Communiqué de Coordination Sud

Paris, le mardi 25 septembre 2018 – Les chiffres du projet de loi de finances ont été publiés : le gouvernement prévoit une augmentation de 400 millions d’euros de la ligne aide publique au développement en 2019. Coordination SUD salue cette hausse attendue en partie expliquée par la réorientation de crédits déjà dédiés à la solidarité internationale. Le gouvernement doit garder le cap, les efforts à faire sur la fin du quinquennat demeurent très importants pour tenir les engagements d’Emmanuel Macron.

Les ONG de solidarité internationale attendaient la publication du projet de loi de finances pour juger du réalisme des dernières annonces d’Emmanuel Macron et de Jean-Yves le Drian en matière d’aide au développement. Un milliard d’euros d’autorisations d’engagements supplémentaires avaient ainsi été annoncés. Le projet de loi de finances a été présenté hier en conseil des ministres : la mission aide publique au développement s’élèvera en 2019 à près de 3 milliards d’euros, soit une augmentation de 400 millions par rapport à 2018.

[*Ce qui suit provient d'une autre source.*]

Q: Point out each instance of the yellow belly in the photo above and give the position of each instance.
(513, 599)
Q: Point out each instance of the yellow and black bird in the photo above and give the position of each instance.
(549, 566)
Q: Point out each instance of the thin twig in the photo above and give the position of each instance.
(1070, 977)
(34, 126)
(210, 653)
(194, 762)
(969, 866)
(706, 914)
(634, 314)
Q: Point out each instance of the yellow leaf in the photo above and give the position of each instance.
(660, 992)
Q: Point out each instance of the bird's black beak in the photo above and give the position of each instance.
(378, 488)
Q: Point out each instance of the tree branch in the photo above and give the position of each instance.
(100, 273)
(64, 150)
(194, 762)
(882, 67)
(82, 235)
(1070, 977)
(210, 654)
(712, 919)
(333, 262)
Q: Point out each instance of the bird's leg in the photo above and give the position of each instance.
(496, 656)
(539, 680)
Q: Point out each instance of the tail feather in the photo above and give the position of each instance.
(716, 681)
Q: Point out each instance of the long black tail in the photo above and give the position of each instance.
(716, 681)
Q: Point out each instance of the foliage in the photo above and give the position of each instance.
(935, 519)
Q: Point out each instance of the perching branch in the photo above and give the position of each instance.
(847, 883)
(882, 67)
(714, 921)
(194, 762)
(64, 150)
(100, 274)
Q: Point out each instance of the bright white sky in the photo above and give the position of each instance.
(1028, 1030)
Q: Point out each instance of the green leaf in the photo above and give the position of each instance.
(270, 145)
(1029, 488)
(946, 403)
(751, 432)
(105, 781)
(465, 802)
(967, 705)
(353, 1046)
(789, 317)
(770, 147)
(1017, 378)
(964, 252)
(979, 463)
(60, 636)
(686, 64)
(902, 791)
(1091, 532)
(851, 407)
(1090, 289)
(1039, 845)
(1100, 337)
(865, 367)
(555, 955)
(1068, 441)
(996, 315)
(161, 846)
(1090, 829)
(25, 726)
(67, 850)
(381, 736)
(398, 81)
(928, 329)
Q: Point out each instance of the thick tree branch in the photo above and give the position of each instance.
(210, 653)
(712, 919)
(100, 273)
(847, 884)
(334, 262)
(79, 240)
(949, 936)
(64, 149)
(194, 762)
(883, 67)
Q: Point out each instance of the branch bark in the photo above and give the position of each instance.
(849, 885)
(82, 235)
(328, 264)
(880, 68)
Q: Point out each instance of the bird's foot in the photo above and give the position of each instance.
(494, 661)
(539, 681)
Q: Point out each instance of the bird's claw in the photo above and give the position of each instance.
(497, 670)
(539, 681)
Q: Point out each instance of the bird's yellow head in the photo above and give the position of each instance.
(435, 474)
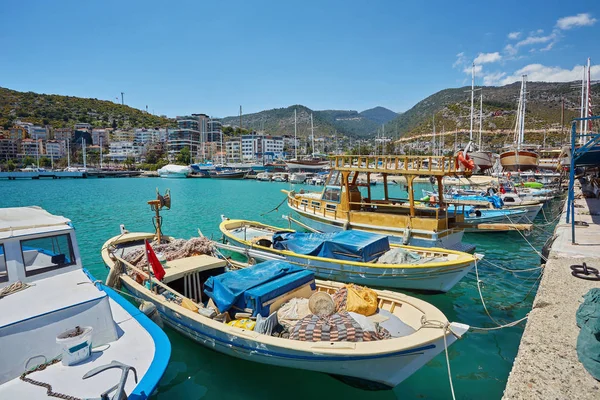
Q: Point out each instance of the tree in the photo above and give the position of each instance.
(184, 156)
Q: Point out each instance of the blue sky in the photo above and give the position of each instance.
(211, 57)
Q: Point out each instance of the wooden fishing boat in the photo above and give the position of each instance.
(341, 205)
(60, 328)
(384, 362)
(355, 258)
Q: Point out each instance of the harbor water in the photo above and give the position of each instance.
(480, 362)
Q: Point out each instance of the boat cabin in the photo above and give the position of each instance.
(342, 201)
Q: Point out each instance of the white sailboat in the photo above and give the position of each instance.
(519, 159)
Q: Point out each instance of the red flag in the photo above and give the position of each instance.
(159, 271)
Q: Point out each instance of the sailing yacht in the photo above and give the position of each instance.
(519, 159)
(482, 159)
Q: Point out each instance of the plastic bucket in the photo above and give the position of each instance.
(76, 344)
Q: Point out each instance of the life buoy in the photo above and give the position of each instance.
(466, 161)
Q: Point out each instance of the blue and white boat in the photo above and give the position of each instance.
(197, 295)
(60, 328)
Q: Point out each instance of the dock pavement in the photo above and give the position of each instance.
(546, 366)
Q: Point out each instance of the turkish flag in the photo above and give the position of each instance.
(159, 271)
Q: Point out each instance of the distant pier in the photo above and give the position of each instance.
(547, 366)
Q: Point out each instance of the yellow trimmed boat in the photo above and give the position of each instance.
(351, 256)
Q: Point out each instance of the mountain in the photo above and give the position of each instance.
(64, 111)
(452, 108)
(379, 115)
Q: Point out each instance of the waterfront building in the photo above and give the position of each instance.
(32, 148)
(39, 132)
(103, 134)
(254, 145)
(120, 151)
(56, 148)
(215, 131)
(233, 149)
(63, 134)
(18, 132)
(121, 136)
(9, 148)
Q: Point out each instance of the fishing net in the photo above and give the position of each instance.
(174, 250)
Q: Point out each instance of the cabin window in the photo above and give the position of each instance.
(3, 270)
(47, 253)
(332, 194)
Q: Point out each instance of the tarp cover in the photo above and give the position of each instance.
(227, 290)
(347, 245)
(588, 341)
(495, 200)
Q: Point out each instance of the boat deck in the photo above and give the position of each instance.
(134, 347)
(51, 294)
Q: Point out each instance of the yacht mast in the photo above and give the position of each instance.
(480, 120)
(472, 94)
(295, 134)
(312, 132)
(581, 124)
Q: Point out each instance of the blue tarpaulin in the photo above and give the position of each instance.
(347, 245)
(227, 290)
(495, 200)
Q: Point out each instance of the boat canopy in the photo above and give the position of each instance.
(349, 245)
(244, 288)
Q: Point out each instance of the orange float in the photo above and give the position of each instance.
(466, 161)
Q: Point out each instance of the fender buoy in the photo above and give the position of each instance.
(466, 161)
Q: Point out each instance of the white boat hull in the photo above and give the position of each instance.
(388, 369)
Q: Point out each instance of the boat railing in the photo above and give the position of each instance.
(398, 165)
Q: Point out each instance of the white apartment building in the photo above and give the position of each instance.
(119, 151)
(233, 148)
(255, 146)
(98, 134)
(56, 148)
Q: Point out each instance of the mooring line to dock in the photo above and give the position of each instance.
(510, 269)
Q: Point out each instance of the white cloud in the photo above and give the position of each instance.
(493, 78)
(573, 21)
(536, 40)
(483, 58)
(477, 70)
(460, 60)
(510, 50)
(514, 35)
(542, 73)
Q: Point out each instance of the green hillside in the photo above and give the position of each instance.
(452, 108)
(65, 111)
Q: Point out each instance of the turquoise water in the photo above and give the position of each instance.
(480, 362)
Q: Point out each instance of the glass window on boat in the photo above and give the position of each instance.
(3, 270)
(332, 194)
(47, 253)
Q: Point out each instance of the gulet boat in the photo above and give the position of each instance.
(61, 330)
(341, 205)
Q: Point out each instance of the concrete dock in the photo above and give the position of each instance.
(546, 366)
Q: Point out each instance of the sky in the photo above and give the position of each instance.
(182, 57)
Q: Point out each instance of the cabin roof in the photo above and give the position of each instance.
(27, 218)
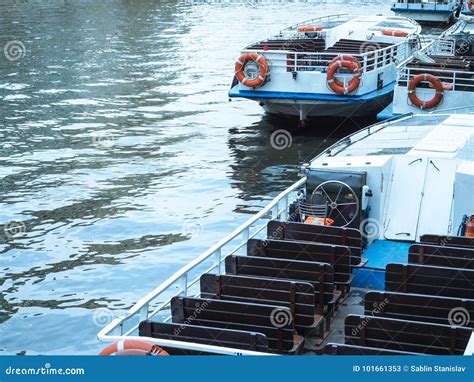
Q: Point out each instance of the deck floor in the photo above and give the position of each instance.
(353, 304)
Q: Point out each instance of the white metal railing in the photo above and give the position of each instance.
(290, 61)
(186, 280)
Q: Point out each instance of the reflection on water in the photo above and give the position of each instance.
(121, 157)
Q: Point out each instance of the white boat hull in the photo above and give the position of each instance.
(313, 109)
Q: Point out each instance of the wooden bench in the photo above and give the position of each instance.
(339, 257)
(237, 339)
(340, 349)
(408, 336)
(291, 231)
(424, 308)
(452, 241)
(436, 281)
(441, 256)
(299, 297)
(271, 320)
(320, 275)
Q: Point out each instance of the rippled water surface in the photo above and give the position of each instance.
(121, 158)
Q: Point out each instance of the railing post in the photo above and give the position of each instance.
(118, 330)
(217, 260)
(275, 212)
(284, 214)
(245, 239)
(183, 281)
(144, 313)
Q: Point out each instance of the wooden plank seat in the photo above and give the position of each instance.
(417, 307)
(237, 339)
(441, 256)
(343, 349)
(452, 241)
(299, 297)
(408, 336)
(291, 231)
(436, 281)
(339, 257)
(233, 315)
(320, 275)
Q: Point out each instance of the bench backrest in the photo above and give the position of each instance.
(320, 275)
(441, 256)
(238, 339)
(338, 257)
(423, 308)
(452, 241)
(436, 281)
(297, 296)
(237, 316)
(317, 234)
(403, 335)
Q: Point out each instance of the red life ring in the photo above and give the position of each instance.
(309, 28)
(394, 33)
(336, 85)
(434, 81)
(263, 69)
(133, 347)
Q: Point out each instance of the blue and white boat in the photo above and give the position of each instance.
(382, 216)
(467, 12)
(330, 66)
(439, 78)
(440, 11)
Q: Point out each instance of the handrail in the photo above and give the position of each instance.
(381, 57)
(141, 308)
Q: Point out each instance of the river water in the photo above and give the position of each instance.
(121, 157)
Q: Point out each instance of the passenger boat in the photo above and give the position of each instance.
(441, 11)
(331, 66)
(439, 78)
(467, 12)
(381, 217)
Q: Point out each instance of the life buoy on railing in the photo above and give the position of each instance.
(470, 5)
(434, 81)
(346, 57)
(133, 347)
(394, 33)
(263, 69)
(309, 28)
(338, 86)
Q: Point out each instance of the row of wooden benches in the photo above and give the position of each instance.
(428, 305)
(288, 286)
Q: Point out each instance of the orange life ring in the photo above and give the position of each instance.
(263, 69)
(309, 28)
(394, 33)
(336, 85)
(434, 81)
(346, 57)
(133, 347)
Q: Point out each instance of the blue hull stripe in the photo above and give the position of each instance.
(421, 10)
(371, 96)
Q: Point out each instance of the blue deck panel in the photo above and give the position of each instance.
(412, 10)
(373, 95)
(379, 254)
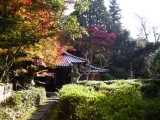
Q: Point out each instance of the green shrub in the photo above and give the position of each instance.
(119, 73)
(79, 102)
(74, 97)
(21, 101)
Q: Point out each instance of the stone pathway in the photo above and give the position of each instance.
(52, 99)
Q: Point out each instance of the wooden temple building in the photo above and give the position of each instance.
(70, 69)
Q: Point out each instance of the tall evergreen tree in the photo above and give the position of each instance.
(95, 15)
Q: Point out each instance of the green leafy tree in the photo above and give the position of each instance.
(154, 63)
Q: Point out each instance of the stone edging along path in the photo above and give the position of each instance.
(46, 107)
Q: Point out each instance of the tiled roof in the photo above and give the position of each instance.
(94, 69)
(68, 59)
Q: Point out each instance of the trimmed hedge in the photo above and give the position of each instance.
(109, 100)
(21, 101)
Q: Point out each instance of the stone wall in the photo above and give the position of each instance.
(6, 91)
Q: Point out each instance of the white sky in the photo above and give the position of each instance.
(149, 9)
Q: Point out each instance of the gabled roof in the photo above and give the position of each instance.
(69, 59)
(94, 69)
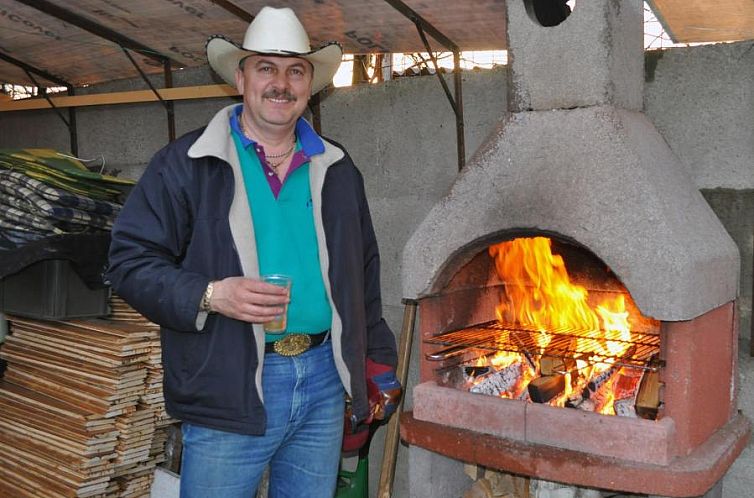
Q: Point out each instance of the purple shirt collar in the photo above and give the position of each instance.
(308, 144)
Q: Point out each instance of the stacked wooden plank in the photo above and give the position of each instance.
(65, 388)
(122, 311)
(134, 479)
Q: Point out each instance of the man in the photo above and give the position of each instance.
(255, 192)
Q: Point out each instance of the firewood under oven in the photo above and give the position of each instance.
(629, 378)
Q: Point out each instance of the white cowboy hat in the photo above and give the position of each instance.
(274, 32)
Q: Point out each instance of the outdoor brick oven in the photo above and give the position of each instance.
(577, 161)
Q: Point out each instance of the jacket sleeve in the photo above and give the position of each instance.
(149, 238)
(380, 339)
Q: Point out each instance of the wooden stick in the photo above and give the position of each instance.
(392, 434)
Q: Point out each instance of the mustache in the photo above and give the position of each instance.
(275, 94)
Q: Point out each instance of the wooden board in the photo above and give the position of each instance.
(690, 21)
(75, 419)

Coordination SUD salue cette hausse. Pour Philippe Jahshan, président de Coordination SUD « Cette hausse bienvenue, est cohérente avec les orientations du gouvernement lors du comité interministériel de février. Une première marche est franchie. Il faut aller plus loin  ».

« D’autant plus que sur les 400 millions d’euros supplémentaires dégagés, l’augmentation réelle n’est que de 130 millions d’euros, le reste provenant d’une recomptabilisation budgétaire déjà prévue des revenus de la taxe sur les transactions financières  » constate Cécile Duflot, directrice générale d’Oxfam et administratrice de Coordination SUD.

Pour rappel, le rythme nécessaire pour atteindre l’objectif des 0,55 % du revenu national brut dédiés à l’aide au développement est de 1 milliard d’euros par an. Or, le rythme actuel demeure en deçà et fait peser de l’effort budgétaire sur les dernières années du quinquennat.

Pour Philippe Jahshan, « Un pas plus important aurait pu être fait par le gouvernement dès 2019. Les urgences sont pressantes dans nombre de domaines et les grandes capacités d’action des acteurs et actrices de la solidarité, notamment des ONG, demeurent sous-financées. »

« Affecter la totalité des revenus de la taxe sur les transactions financières à la solidarité internationale serait un outil de mobilisation de ressources essentiel pour financer l’aide publique au développement et rendre crédible la trajectoire sur laquelle s’est engagé Emmanuel Macron » conclut Cécile Duflot.